У москвичей страшные лица. Темп жизни в Москве такой, что реагировать на него можно только с выпученными глазами. Все бегут и некогда остановиться, чтоб оглянуться назад. Москвичи и приезжие работают в столице по четырнадцать часов; все что производится, производится не для жизни, а для денег. На работе тоже все бегут, даже те, кто сидят за компьютерами, — нервно бегут по программам. В офисах царит продажничество и кругом засилье пустых многократно перепроданных красоток. В проходах к офисам обязательно нервно курят женщины. На улицах лиц не разглядеть — все бегут по тротуарам или летят на машинах. В метро подземная жизнь народа особенно не приветлива на лицах.
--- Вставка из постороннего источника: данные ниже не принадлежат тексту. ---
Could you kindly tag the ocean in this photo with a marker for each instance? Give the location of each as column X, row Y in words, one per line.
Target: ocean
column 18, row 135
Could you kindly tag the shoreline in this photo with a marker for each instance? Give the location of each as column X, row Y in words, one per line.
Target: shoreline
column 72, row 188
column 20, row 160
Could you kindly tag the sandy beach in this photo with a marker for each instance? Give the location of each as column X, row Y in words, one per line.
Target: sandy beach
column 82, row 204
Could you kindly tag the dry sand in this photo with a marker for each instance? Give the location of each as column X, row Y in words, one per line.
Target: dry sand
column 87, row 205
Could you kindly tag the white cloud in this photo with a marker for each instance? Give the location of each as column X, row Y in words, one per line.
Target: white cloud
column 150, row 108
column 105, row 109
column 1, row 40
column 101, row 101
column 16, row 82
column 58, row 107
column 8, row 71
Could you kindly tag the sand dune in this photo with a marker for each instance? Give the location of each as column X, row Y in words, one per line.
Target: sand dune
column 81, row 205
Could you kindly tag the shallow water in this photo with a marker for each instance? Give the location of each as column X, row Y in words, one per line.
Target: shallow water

Все национальности в Москве выглядят одинаково безликими и обтертыми. Я еду в аэропорт и радуюсь прощанию со столицей. Аэропорт пугает всех улетающих и прилетающих терроризмом. Борьба с отдельными террористами ведется путем угнетения всего народа: всех обыскивают, ощупывают, просвечивают и десятикратно обирают аэропортовскими сборами, которые быстро растут, потому что растет опасность терроризма. Унижениями в аэропорту под страхом терроризма народ приучается к покорности. Проходящие через аэропорт толпы с сочувствием к порядку позволяют себя пощупать. В суете всем некогда задуматься, почему, собственно, растет опасность терроризма.
В самолете от московской жизни весь салон отвлекается западными фильмами с мордобоями, которые услужливо предлагаются отечественной авиакомпанией. От мрачных московских впечатлений и фильмов-ужасов я пытаюсь побольше залезть в иллюминатор и взглянуть на занимающуюся зарю. Внизу парят крупные озера, образуя всплывающие грибом облака; грибы вытягиваются и плывут по равнине. Зеленые просторы с синей гладью озер и белыми облаками увлекают меня в странствие. Девять часов полета до Сахалина. Озера, леса, горы: можно ли не благоговеть перед такими живописными пространствами.